Crypto Stocks Have Been Firing on All Cylinders
Bitcoin has been on a serious roll as of late. In fact, it can be said that the currency has been on a bullish run for almost a year now, having shot up to about $9,000 in May of last year after hitting a new low before the $4,000 mark. Still, things took a heavy turn in October when the currency shot up to about $13,000 from its previous $10,000, and it’s been reaching new highs ever since.
There has also been a heavy argument over the years that both bitcoin and the stock market are correlated, and that when one goes up or down, the other is likely to follow suit. As we’re seeing right now, this argument may have some truth behind it, as several crypto-related stocks are boosting themselves and crossing some impressive price lines.
Some examples include KR1, a London-listed digital investment company.
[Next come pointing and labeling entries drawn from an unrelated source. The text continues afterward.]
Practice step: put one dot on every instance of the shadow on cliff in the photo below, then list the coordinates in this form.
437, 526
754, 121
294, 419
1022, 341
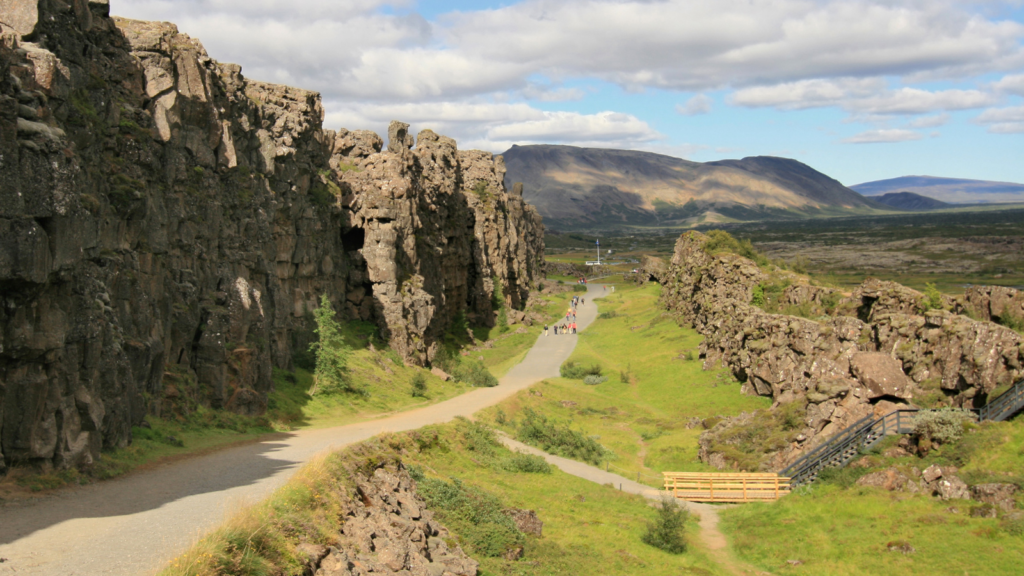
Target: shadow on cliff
150, 489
The firm has seen its stock shares spike by an impressive 800 percent in just the last three months. The company has built its reputation off investing in alternate currencies such as Ethereum and Polkadot, and now it looks like those investments are starting to pay off as everyone is eager to get their fingers on crypto.
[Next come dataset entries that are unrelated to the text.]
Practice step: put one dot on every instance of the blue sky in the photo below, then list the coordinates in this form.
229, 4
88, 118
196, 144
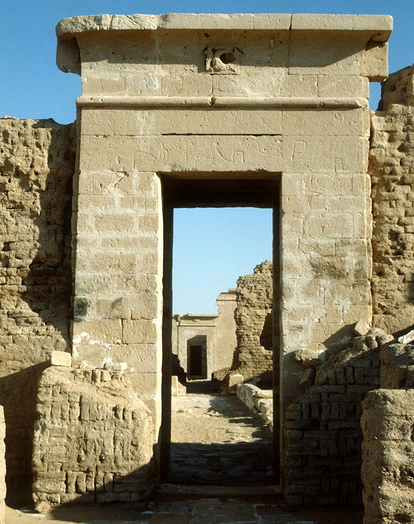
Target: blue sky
212, 247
In a statement, George McDonaugh – the managing director of the London-based enterprise – said:
KR1 was set up to allow investors access to the crypto economy via a publicly-listed company. Cryptocurrency stocks are outperforming the underlying assets because of the infrastructure that allows people to invest in public stock, such as 401Ks and ISAs. If you can tax-wrapper something as explosive as crypto, that makes a lot of sense in a lot of investor’s eyes.
We have also witnessed many crypto mining stocks shoot up in the past few months. Marathon Digital Holdings in Las Vegas, Nevada is up by around 500 percent since December, while Riot Blockchain in Colorado has also shot up by around 400 percent.
Perhaps even more impressive is the currency share price of The9, based in Shanghai, China. The company has seen its stock rise by as much as 1,500 percent since late last year.
Some Previous Bets Are Being Cashed In
McDonaugh chimed in further, claiming:
There could be every possible shade of despair if digital assets fall by 90 percent again. It will mean we can start allocating capital again. Right now, we’re riding the success of projects we bet on during the 2018-19 bear market. We need to make sure we’re best positioned to take advantage of the tailwinds and we’re able to work harder if we enter a slow down.